The entire system was fabricated from 2 1/4" mandral bent tubing. I purchased several 45, 90 and 180 degree bends and a couple 7' lengths of straight pipe and wound up with a few pieces left over when I was done.
The exhaust will exit through reproduction Dodge Challanger chrome tips routed through cut-outs in the rolled pan. The exact location in the rolled pan has yet to be determined so I left the exhaust unfinished about 18" short of the pan.
My muffler choice was originally a set of inexpensive flowmaster knock-offs. Unfortunately when I opened the box from Summit Racing although boxes were the same the mufflers were constructed differently both inside and out. Needless to say I sent them back. It should be noted here that Summit Racing is excellent to deal with and even though it had been almost 9 months since they had shipped them to me they took them back without any questions.
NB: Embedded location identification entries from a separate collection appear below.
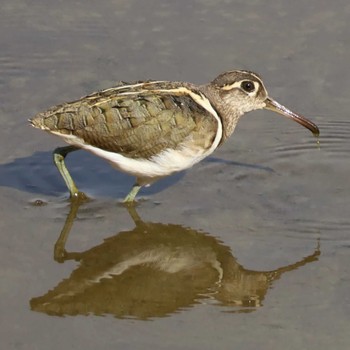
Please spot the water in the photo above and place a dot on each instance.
(249, 249)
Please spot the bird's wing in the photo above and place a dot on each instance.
(138, 121)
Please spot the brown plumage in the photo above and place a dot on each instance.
(152, 129)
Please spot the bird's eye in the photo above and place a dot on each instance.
(248, 86)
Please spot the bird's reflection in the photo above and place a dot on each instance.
(155, 270)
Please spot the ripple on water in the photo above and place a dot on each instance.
(334, 141)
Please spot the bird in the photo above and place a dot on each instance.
(151, 129)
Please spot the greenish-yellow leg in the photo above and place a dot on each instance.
(132, 194)
(59, 154)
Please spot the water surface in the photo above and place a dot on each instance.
(249, 249)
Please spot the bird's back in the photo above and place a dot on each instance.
(137, 120)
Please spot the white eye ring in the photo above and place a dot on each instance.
(248, 86)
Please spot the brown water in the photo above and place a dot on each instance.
(247, 250)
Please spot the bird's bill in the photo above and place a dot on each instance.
(274, 106)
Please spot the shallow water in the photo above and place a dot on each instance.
(249, 249)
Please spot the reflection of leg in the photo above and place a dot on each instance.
(132, 194)
(60, 254)
(59, 154)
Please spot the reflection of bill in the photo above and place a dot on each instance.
(155, 270)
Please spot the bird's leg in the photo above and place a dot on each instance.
(132, 194)
(59, 154)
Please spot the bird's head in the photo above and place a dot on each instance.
(236, 92)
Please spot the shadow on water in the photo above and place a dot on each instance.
(155, 270)
(37, 174)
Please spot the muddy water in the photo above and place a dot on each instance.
(249, 249)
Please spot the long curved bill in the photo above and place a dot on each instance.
(274, 106)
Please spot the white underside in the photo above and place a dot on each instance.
(163, 164)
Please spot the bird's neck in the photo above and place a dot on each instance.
(228, 113)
Not wanting to wait for another shipment I opted to use a couple brand new (used only for a couple days) Thrush Turbo Tubes that had been laying around the garage for about 6 years. As you can see from the photo these mufflers are 3" chambered pipes and are about 30" long. They give a very nice "muscle car" sound but I must admit they are a little on the loud side. Thrush no longer makes these mufflers although I believe they did sell the rights to another company because they are once again in the Summit catalog. I had this set on my '41 for a couple days years ago but changed to turbos because with the big block they just made too much noise. With the 343 cu.in. Hemi these mufflers should give just the right sound.
The first order of business was to re-plum the fuel pump. I didn't really care for the way I had the fuel line exiting the tank and run to the Holley electric pump so I made some changes.
An additional stock crossmember that was mounted behind the fuel tank between the tank and the rear crossmember was cut out and a new crossmember was fabricated and the tank mounting location was moved back about 8". This did two things. First it allowed more room for the exhaust and second it allowed me to fabricate a new mount for the fuel pump. As you can see in this photo the pump is now mounted to the crossmember in the center just behind and above the rear end housing. The intake of the pump is on the same level as the bottom of the tank. These pumps perform best if they just have to push fuel rather then suck and push so allowing fuel to gravity feed the pump works much better in most applications. A hard line now exits the tank and runs to a filter and then to the pump. The line then exits the pump and runs to the shock crossmember and back over to the frame rail where it is routed up to the engine compartment. It's important to keep the fuel lines away from the exhaust, or any heat for that matter and in this application the closest the exhaust gets to the fuel line is a little more than 4" which is plenty of clearance. Some cars come from the factory with less clearance than that.
The fuel line changes to flexible line and runs up to another filter before reaching the Edelbrock 600 CFM carb. Using dual filters keeps your carb clean and extends the life of your pump.
A full weekend was devoted to fabricating air conditioning and power steering pump brackets. HotHeads makes an air conditioning bracket for this engine that mounts the compressor low and to the right (passenger's) side of the crank pully. Unfortunately I didn't have enough room between the mounting location and the frame to be able to use it. The solution was a bracket that bolts to the intake manifold and the head and mounts the compressor above the front of the head roughly opposite the alternator mounting location.
This shot shows the AC compressor, alternator and power steering pump installation. There is an adjustable rod that ties the AC compressor and alternator together. Turning the rod moves them apart and is an easy way to adjust the belt tension before tightning everything down. The AC compressor will run off one belt diven by the crank and water pump while the alternator and power steering pump will run of the crank and water pump using a separate belt.
Here's a shot of the power steering bracket. I was not able to find anyone who made a PS bracket for the pre-'55 hemis so I made this one. Its made from 3/16" steel plate and mounts to the front engine mount bolts and to the front cover. I'm using a GM pump and under the pump you can see the braded stainless lines running to the Ford Mustang II rack.
I'm using a Locar TH-350 kickdown cable so it just made sense to use thier throttle bracket and cable. This setup makes for a clean and simple installation. You can see the electronic control unit for the MOPAR 340 electronic distributor mounted to the firewall as well. This should give you an idea of what will be included in my next update.... Wiring and insulation.
So there you have it. Most of the mechanicals have been installed. All we need is some wiring and a few other minor things (like a radiator) and we can breath some life back into this classic old motor.